Cet ordre de bataille étant ainsi réglé de part et d’autre, le maréchal d’Audrehan, avec sa troupe, s’avança plein de confiance pour exécuter la manœuvre convenue, que Froissart et Villani s’accordent à décrire, à savoir : forcer l’accès de la chaussée qui conduisait aux retranchemens de Maupertuis, et, voyant le grand incendie dont nous avons parlé du côté des Anglais, il crut qu’ils mettaient le feu à leur camp pour prendre la fuite par une autre issue.
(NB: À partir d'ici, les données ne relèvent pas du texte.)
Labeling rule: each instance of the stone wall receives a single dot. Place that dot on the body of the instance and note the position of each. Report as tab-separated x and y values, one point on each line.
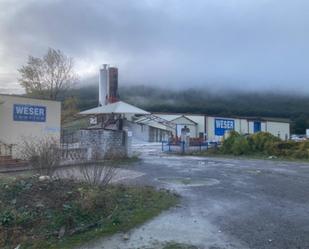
103	144
147	133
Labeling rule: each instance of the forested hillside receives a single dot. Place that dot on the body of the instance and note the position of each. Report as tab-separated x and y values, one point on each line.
201	101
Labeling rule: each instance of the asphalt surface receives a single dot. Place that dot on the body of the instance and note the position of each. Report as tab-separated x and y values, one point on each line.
226	203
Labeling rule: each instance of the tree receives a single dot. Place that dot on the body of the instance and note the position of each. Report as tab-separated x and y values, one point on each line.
48	76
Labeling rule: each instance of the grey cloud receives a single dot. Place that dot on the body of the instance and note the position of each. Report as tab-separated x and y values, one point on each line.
237	44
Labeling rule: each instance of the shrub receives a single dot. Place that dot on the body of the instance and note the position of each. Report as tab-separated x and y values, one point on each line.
44	155
262	142
240	146
229	142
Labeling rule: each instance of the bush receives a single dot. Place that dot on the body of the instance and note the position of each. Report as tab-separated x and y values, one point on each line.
44	155
240	146
262	142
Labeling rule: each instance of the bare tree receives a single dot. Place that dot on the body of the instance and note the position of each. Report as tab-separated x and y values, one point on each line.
43	155
48	76
99	173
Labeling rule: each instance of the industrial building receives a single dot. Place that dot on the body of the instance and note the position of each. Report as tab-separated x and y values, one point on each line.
156	127
214	128
26	118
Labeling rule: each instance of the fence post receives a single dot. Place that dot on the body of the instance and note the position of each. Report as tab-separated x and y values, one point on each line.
183	147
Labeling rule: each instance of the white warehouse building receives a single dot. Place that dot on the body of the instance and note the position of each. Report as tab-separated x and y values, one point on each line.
213	128
26	118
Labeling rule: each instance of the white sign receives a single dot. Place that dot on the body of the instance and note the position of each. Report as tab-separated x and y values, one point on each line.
93	120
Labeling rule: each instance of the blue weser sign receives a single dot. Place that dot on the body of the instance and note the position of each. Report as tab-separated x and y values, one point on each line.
222	125
32	113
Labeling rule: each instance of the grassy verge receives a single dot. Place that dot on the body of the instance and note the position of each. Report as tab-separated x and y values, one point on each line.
65	213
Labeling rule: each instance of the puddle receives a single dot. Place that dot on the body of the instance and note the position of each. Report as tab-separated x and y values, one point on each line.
187	181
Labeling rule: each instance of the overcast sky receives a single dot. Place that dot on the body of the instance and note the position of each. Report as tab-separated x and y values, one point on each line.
232	44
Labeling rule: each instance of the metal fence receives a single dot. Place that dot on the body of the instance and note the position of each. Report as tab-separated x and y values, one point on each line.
182	147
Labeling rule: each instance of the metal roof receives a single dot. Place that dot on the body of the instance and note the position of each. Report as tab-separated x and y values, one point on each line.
119	107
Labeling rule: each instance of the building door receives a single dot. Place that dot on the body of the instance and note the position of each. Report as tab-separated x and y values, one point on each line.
256	126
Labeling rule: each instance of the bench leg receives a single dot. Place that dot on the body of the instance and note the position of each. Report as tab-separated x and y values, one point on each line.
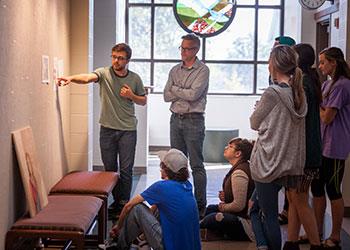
102	225
10	238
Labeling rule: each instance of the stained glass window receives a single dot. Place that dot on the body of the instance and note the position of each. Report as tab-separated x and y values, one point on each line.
237	57
204	17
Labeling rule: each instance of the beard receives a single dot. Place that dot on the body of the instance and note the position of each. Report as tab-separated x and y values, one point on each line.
118	67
Plein de cette folle idée, sans attendre le second corps qui le suivait à distance, le maréchal et sa troupe, ayant poussé un grand cri, s’élancèrent avec emportement[1], et assaillirent avec tant d’ardeur la position des Anglais, qu’ils craignaient de voir s’échapper, que le connétable, distancé du maréchal par le soudain élan de ce dernier, ne se douta pas du commencement de l’action. Le canon et le mousquet n’avisaient point alors les armées du choc des combattans, et, s’il y avait eu quelques bombardes à Crécy, on n’en entendit point à Poitiers. L’avant-garde anglaise, qui barrait la chaussée, ne résista point à cette furie, et, se repliant, livra le passage au maréchal, qui se trouva pris à droite et à gauche par les archers répandus dans les vignes et arrêté de face par le corps de bataille posté sur la crête de la colline. La cavalerie du maréchal, ainsi percée de mille traits, fut renversée en désordre sur elle-même, accablée de trois côtés à la fois, et regagna la plaine en déroute complète. Par la faute du maréchal, qui ne put rallier ses gens, la bataille se trouvait engagée contre les corps français pris en détail.

  1. Je traduis ici le texte même de Villani, loc. cit., cap. XVI et cap. XVII.